A ventiquattro ore dal Consiglio dei ministri chiamato, tra l'altro, a rifinanziare la cassa
integrazione in deroga,
c'è incertezza sulle risorse disponibili per coprire la misura.
Rispondendo al question time in Senato, il neo ministro del Welfare Enrico Giovannini ha detto che il governo, venerdì 17 maggio, rifinanzierà solo la Cig in deroga per il "brevissimo termine", ma che il passo successivo è quello di rivedere il sistema degli
ammortizzatori. Il ministro tuttavia non è ancora in grado di quantificare quanto danaro si possa rastrellare, quando appare ormai chiaro che il miliardo e mezzo chiesto dai sindacati è fuori discussione. 

Per Cig risorse solo nel brevissimo termine - "In Cdm abbiamo all'ordine del giorno il tema del rifinanziamento della cassa integrazione in deroga.
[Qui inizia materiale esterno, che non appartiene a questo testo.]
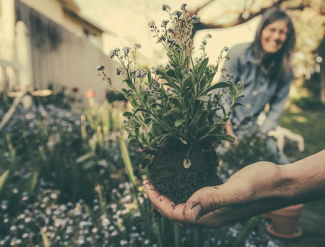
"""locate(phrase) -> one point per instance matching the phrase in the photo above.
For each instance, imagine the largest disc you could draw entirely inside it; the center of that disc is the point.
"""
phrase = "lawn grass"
(310, 124)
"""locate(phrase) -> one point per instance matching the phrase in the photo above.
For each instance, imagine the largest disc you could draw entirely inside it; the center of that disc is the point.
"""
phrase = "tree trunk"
(322, 81)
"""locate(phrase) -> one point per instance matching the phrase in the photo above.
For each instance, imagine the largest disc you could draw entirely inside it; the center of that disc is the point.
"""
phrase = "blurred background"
(66, 176)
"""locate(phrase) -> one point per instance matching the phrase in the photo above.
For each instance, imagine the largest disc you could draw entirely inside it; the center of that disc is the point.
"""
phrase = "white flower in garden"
(152, 24)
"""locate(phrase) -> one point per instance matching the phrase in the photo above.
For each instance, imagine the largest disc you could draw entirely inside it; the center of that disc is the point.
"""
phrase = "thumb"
(201, 203)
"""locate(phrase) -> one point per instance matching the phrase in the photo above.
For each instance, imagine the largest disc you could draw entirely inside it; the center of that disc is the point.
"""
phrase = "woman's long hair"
(280, 63)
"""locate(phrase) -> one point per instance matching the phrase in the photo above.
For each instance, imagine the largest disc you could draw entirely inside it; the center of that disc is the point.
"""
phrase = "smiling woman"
(265, 68)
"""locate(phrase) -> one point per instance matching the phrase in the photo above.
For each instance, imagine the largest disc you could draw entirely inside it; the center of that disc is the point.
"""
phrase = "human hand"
(251, 191)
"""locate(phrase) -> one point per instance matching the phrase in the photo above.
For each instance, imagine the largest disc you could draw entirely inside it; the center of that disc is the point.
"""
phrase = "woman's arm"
(277, 105)
(256, 189)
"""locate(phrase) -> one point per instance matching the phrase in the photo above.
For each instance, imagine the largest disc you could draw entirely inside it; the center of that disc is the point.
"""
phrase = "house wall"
(60, 58)
(54, 11)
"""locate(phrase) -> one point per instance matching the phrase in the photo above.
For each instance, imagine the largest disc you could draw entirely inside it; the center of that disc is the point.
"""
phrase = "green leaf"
(201, 69)
(127, 114)
(130, 84)
(179, 122)
(46, 240)
(171, 73)
(3, 178)
(203, 98)
(218, 137)
(234, 106)
(175, 102)
(222, 84)
(141, 110)
(168, 78)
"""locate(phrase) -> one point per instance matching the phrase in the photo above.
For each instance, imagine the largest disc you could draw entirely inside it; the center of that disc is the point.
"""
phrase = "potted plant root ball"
(178, 112)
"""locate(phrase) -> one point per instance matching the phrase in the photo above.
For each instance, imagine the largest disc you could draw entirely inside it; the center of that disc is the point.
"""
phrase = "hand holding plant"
(178, 112)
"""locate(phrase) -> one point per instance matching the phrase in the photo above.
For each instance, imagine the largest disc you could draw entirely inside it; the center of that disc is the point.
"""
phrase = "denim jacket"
(259, 90)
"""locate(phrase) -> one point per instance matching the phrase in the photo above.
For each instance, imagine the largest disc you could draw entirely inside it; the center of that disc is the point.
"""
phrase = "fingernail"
(196, 210)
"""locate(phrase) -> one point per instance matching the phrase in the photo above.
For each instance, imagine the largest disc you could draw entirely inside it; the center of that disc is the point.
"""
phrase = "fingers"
(163, 204)
(202, 202)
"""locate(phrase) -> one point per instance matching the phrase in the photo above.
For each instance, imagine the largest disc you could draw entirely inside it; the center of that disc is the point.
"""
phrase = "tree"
(308, 17)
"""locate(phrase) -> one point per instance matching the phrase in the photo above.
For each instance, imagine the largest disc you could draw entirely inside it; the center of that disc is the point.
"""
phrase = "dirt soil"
(169, 176)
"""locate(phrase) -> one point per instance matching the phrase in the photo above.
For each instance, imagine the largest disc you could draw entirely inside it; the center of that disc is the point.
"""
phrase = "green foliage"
(178, 101)
(308, 103)
(251, 148)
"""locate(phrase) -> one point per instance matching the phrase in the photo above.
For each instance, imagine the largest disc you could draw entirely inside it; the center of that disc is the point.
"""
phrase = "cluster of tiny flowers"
(73, 224)
(203, 45)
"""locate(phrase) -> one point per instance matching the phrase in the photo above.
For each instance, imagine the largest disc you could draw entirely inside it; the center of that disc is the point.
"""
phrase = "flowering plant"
(175, 101)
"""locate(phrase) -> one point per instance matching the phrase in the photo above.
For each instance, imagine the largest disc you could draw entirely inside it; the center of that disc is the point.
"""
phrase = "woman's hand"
(250, 191)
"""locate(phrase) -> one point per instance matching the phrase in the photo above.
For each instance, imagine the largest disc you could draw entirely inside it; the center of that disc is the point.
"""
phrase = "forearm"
(304, 180)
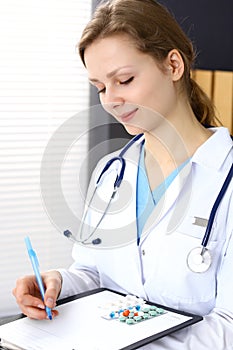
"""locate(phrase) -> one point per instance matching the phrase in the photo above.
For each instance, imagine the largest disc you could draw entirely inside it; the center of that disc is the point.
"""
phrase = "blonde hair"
(155, 32)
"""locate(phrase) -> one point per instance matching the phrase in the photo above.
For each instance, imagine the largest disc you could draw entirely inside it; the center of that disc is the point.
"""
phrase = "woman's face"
(131, 86)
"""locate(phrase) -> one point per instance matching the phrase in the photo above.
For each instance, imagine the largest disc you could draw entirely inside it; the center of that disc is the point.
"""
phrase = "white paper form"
(80, 326)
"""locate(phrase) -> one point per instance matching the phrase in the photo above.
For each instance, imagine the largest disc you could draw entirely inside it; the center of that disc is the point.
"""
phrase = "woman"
(139, 60)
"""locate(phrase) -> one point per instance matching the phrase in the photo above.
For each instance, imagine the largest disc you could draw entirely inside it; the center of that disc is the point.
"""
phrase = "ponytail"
(202, 106)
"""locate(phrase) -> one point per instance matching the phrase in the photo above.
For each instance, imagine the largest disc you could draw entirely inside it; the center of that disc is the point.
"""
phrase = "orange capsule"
(126, 313)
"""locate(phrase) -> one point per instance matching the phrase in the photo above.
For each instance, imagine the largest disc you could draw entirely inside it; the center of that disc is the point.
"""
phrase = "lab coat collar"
(208, 155)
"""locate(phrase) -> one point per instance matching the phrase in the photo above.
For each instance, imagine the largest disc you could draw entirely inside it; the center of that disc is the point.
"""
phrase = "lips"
(126, 117)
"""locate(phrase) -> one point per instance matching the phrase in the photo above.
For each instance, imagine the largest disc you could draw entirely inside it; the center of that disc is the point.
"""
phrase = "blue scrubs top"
(146, 199)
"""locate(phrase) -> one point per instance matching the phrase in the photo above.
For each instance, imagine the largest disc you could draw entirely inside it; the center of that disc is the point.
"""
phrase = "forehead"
(110, 52)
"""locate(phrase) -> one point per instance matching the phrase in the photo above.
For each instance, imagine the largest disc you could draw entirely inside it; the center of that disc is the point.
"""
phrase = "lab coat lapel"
(168, 200)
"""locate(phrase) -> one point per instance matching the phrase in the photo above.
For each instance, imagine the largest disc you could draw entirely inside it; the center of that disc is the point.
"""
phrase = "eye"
(101, 91)
(125, 82)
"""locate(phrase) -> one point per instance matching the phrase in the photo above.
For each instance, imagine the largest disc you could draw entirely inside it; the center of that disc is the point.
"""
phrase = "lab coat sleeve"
(216, 329)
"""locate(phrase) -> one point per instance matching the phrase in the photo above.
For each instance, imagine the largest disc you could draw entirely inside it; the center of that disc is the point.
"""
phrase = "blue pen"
(35, 265)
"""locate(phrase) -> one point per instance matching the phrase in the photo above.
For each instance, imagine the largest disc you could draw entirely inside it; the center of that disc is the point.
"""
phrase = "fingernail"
(50, 302)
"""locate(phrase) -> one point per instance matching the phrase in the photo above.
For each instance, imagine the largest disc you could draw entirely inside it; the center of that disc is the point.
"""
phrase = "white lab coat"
(156, 269)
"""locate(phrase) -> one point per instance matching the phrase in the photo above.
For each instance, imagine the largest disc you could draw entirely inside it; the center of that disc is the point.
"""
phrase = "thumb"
(53, 283)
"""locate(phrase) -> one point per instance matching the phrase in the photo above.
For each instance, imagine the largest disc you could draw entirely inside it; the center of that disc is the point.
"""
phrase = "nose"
(111, 100)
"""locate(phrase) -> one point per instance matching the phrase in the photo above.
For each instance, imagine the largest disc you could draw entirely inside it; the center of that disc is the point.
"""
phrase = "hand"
(28, 295)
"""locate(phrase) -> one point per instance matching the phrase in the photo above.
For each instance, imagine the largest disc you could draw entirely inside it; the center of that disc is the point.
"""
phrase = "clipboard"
(82, 325)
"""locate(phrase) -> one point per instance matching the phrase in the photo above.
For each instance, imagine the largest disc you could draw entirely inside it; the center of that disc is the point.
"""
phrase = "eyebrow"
(110, 74)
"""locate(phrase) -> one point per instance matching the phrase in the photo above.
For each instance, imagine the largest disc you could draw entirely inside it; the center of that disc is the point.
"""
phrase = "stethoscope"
(199, 259)
(119, 177)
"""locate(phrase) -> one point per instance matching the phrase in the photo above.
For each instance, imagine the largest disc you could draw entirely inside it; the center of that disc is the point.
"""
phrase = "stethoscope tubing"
(215, 207)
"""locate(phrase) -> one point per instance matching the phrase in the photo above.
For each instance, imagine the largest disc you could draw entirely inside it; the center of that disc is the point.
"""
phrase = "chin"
(133, 130)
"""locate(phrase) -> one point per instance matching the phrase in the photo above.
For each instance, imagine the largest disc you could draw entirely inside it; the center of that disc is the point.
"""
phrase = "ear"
(175, 64)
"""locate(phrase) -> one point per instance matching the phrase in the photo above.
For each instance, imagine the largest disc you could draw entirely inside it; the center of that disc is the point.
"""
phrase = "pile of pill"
(130, 309)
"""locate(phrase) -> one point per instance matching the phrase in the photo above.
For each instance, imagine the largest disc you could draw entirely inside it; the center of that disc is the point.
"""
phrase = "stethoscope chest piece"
(199, 260)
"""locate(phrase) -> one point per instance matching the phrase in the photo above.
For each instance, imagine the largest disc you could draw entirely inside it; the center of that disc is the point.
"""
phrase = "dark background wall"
(209, 24)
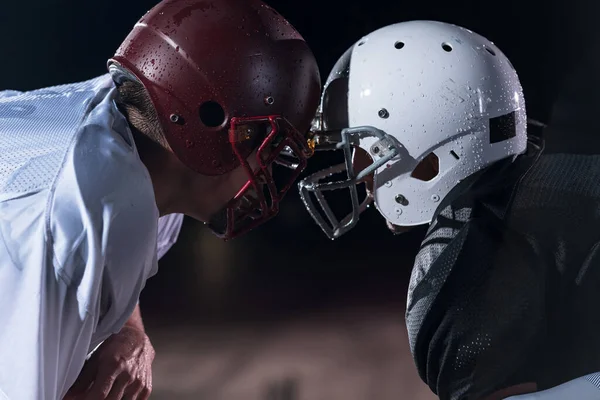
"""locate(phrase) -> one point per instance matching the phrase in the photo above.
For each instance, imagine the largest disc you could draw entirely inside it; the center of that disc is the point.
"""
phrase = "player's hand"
(121, 369)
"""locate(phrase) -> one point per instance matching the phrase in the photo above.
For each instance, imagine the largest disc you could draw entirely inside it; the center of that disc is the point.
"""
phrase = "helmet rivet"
(401, 200)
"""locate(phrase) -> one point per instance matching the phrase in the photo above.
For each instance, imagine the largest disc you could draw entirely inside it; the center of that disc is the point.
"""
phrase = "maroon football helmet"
(228, 77)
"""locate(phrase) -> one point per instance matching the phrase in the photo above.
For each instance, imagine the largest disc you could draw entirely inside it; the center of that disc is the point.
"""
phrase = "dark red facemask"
(280, 158)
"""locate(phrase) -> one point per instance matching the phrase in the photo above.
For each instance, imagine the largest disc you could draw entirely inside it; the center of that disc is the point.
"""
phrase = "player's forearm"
(135, 320)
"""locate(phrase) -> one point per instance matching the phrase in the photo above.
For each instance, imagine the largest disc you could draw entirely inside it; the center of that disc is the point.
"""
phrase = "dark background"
(287, 270)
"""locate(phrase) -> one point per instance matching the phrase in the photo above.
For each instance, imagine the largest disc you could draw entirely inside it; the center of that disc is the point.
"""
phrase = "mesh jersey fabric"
(501, 290)
(78, 227)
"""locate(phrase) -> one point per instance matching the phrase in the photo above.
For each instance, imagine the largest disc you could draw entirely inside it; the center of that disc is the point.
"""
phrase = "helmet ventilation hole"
(212, 114)
(491, 51)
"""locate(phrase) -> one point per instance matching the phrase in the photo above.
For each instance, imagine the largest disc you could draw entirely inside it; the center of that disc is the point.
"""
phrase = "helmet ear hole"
(427, 169)
(212, 114)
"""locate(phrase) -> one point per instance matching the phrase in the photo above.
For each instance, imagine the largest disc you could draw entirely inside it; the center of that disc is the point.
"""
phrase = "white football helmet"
(402, 93)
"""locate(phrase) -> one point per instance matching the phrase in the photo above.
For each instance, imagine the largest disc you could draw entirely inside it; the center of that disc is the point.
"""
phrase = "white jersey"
(78, 232)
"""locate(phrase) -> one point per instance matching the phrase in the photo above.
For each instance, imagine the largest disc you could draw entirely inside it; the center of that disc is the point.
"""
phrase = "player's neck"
(162, 167)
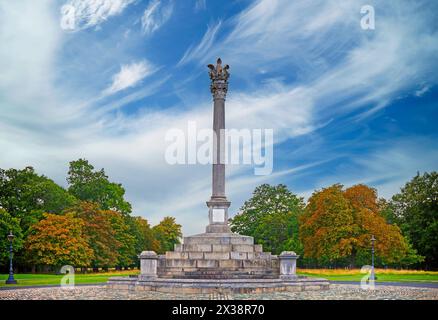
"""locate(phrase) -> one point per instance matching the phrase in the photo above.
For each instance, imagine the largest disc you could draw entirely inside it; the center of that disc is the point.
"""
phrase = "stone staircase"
(218, 256)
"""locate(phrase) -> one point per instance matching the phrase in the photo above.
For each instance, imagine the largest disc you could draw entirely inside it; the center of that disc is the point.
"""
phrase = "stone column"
(148, 265)
(218, 204)
(288, 264)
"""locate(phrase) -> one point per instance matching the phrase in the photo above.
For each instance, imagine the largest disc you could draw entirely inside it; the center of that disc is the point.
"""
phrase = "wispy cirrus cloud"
(130, 75)
(200, 5)
(156, 14)
(90, 13)
(202, 49)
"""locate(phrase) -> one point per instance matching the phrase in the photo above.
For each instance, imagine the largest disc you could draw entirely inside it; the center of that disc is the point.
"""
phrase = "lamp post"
(11, 279)
(372, 276)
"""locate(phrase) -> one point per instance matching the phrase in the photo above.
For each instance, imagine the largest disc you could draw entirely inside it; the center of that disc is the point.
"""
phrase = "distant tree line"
(87, 225)
(334, 227)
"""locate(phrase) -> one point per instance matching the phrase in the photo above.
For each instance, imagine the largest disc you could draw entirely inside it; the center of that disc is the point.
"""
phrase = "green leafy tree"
(144, 236)
(7, 224)
(168, 233)
(271, 217)
(120, 225)
(89, 185)
(27, 195)
(58, 240)
(416, 211)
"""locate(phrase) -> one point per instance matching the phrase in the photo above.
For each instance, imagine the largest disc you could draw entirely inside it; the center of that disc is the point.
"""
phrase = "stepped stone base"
(218, 256)
(201, 286)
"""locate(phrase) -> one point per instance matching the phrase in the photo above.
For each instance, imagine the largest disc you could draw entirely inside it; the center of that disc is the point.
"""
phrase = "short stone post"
(288, 264)
(148, 265)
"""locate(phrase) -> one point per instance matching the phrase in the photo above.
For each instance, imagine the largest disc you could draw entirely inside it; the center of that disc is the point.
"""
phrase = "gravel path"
(337, 292)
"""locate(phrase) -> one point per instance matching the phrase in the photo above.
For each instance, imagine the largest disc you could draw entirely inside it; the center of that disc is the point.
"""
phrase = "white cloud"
(155, 15)
(129, 76)
(200, 5)
(422, 91)
(201, 50)
(90, 13)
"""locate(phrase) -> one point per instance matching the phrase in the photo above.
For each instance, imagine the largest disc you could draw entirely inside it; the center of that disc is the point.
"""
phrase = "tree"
(94, 186)
(99, 234)
(416, 211)
(126, 250)
(144, 236)
(59, 240)
(7, 224)
(27, 195)
(168, 233)
(338, 224)
(271, 217)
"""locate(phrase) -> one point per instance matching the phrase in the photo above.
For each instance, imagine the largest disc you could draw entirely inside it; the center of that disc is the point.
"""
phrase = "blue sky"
(347, 105)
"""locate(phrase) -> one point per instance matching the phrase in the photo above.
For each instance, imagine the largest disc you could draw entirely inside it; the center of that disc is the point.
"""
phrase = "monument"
(218, 259)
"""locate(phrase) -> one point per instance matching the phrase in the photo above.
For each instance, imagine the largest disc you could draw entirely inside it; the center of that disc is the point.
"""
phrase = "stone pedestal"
(288, 264)
(148, 265)
(218, 256)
E' stata fatta una valutazione assolutamente attenta delle risorse disponibili nel brevissimo tempo", ha detto il ministro del Lavoro Enrico Giovannini: "Un problema strutturale", quello degli ammortizzatori sociali per il ministro, "un monitoraggio molto più puntuale per capire di cosa stiamo parlando" si rende dunque necessario.
A chi chiedeva se il rifinanziamento sarà per circa 1 miliardo, l'ex presidente Istat ha risposto che "su questo sono ancora in corso delle discussioni, lo saprete domani". 
Tale cifra si sommerebbe agli 800 milioni ancora disponibili a bilancio. Incertezza anche sulle coperture dopo che le parti sociali hanno bocciato la proposta del Tesoro di attingere dai fondi per la formazione e per il salario di produttività.

Imu e Cig, Maroni: decreto o dichiarazione di guerra -  E sul tema è intervenuto anche il presidente della regione Lombardia. "Mi auguro che domani vengano varati i decreti sull'Imu e la cassa integrazione in deroga: la cig è indispensabile, in Lombardia siamo vicini alla crisi sociale. Il decreto non è rinviabile, o sarebbe una dichiarazione di
guerra". Queste le parole del governatore al termine della conferenza delle Regioni durante la quale ha precisato che per la Cig servono un miliardo e mezzo di euro.
"Mi auguro - ha proseguito Maroni - che avvenga al più presto un incontro con il governo, sono tante le questioni aperte".

Camusso: risorse non siano sottratte a lavoro - Intanto, parte in salita il rapporto tra la Cgil e il nuovo ministro. In una lettera pubblicata sul Corriere della Sera, la leader del primo sindacato italiano, Susanna Camusso, lamenta i troppi annunci fatti da Giovannini non accompagnati da un confronto con le parti sociali e critica la scarsa chiarezza su risorse e coperture per ammortizzatori in deroga e pensioni.
"Ipotizzare di trovare solo un terzo, o forse la metà, delle risorse necessarie [per la cassa integrazione in deroga] da altri capitoli delle politiche per il lavoro come la formazione continua e la produttività, non dà maggiori certezze né alle persone né ai lavoratori. Tanto meno alle imprese che data l'ambiguità degli stanziamenti potrebbero decidere di ricorrere ai licenziamenti", ha detto Camusso precisando che "non sono
note le coperture finanziarie. Non vorremmo che a rimanere in piedi sia sempre il lavoro".